Juliet is an award-winning freelance journalist working for the Guardian/Observer, Times, Telegraph and BBC Radio amongst other national and international media. For print, audio and online, she writes particularly on health and social issues,  travel, people, culture, heritage and the arts. She is the editor of biannual drink and travel magazine, Tonic.

Juliet started her career at BBC Television – on Tomorrow’s World, Breakfast Time and Newsnight – before spending two years as a foreign correspondent for BBC Radio based in Jakarta, Indonesia, covering everything from illegal gold mining in the Sumatran jungle to the conflict in East Timor and government-level stories in the wider region.

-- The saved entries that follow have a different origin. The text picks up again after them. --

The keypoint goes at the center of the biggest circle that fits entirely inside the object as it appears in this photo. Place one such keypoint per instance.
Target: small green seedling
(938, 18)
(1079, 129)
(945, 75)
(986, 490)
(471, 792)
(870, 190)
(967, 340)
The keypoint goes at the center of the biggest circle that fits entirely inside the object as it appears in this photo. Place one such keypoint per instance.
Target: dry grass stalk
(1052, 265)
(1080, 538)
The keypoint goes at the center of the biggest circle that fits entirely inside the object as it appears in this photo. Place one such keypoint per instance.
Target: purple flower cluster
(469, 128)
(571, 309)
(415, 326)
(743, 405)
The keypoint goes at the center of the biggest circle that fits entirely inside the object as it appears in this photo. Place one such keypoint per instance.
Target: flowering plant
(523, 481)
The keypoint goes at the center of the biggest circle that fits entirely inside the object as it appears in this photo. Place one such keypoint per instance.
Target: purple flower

She has travelled in 60 countries and on all seven continents, dancing in a park in Pyongyang, creeping up on musk ox in the Russian arctic, and interviewing – abroad and at home – a fascinating and diverse range of people.

Her interest in health – physical and mental – has led to articles and radio programmes about conditions spanning depression and dementia, cancer and Covid-19.

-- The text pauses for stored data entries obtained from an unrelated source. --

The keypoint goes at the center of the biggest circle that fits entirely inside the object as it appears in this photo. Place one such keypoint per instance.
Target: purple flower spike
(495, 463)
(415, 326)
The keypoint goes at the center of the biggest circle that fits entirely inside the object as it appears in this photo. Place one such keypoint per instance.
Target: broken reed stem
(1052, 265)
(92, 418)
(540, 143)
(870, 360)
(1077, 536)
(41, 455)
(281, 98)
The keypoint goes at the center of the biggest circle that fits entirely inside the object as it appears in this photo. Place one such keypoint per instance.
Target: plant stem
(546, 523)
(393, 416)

She writes occasional comment pieces, as well as features on social issues giving voice to those with lived experience alongside experts and innovators

From Rembrandt to Rego, Samuel Pepys to Shirley Hughes, Juliet’s Arts journalism encompasses reviews, interviews, and ‘in the footsteps’ features.

Juliet has worked as an editor in print and online and her work has appeared in a wide range of outlets including: The Guardian, Telegraph, Times, Standard, i Paper, Independent, Daily Mail, South China Morning Post, Spectator, BBC Radio, Studio International, Vice, Wanderlust, Country & Town House, Adventure.com, Discover Britain, English Heritage Magazine, CNN, Spears, The Australian, and many more.